With Shakespeare's help, Nathan finally begins to heal from the loss of his father. Shakespeare gives Nathan one of his own sonnets to keep, and promises to write a part for him. The day after Nathan performs for the queen, he wakes up in a 20th Century London hospital. It seems that he and an Elizabethan Nathan Field were switched—the Elizabethan Nathan was cured of Bubonic Plague in the London hospital while 20th Century Nathan took his bows with Shakespeare. Arby, his theater director, admits that he arranged the switch so that Shakespeare wouldn't be exposed to the plague and die before he had a chance to write many of his greatest plays. Although Nathan is sad to lose his opportunity to be with Shakespeare, Arby cheers him by showing him a character he had clearly inspired—the part of Ariel in The Tempest.
Before Reading the Book
You might want to prepare students for reading about Shakespeare and Elizabethan England by showing them video clips from a few movies. Students might enjoy seeing one of Puck and Oberon's scenes, with Puck played by Mickey Rooney in the 1935 movie of A Midsummer Night's Dream. Then you can show them a clip of Stanley Tucci playing Puck in the 1999 version. You might even want to show them the Puck scene from Dead Poet's Society. So that they get a picture of what Elizabethan England and the Globe looked like, show them the opening of the 1945 Laurence Oliver version of Henry V.
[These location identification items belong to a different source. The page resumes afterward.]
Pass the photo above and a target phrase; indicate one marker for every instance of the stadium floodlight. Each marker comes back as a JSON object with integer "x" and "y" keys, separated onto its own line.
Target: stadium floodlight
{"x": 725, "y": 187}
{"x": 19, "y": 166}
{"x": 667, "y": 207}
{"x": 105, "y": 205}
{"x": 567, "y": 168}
After students finish reading the book, guide a discussion with the following questions.
- During Nathan's first day i]n Elizabethan England, he sees, feels, smells, tastes, and hears a whole different world. How does Susan Cooper make that world come alive for the reader? Find an example of how Nathan experiences this strange place through his senses.
- Judging from the scenes in the book, how would you describe Puck's relationship to Oberon? Why do you think it's important that Shakespeare is playing Oberon opposite Nathan's Puck? Does it mirror their relationship offstage?
- The title of the book is King of Shadows. What or who are the shadows that the title refers to? Who is the king?
- Shakespeare gives Nathan one of his sonnets to comfort Nathan about his father's suicide. Read the poem on page 105. Why do you think that Shakespeare thought it would help Nathan? What does it say about love?
- Why would Richard Burbage care so much about keeping Shakespeare alive? What would it mean for him?
- Arby talks to Nathan about how he needed to find a boy "who had a fierce painful need strong enough to take him through Time." How would you describe Nathan's need? Do you think the trip to Elizabethan England satisfied his need? How?
- Why is acting so important for Nathan? Do the companies he works with become his families, as Arby wishes?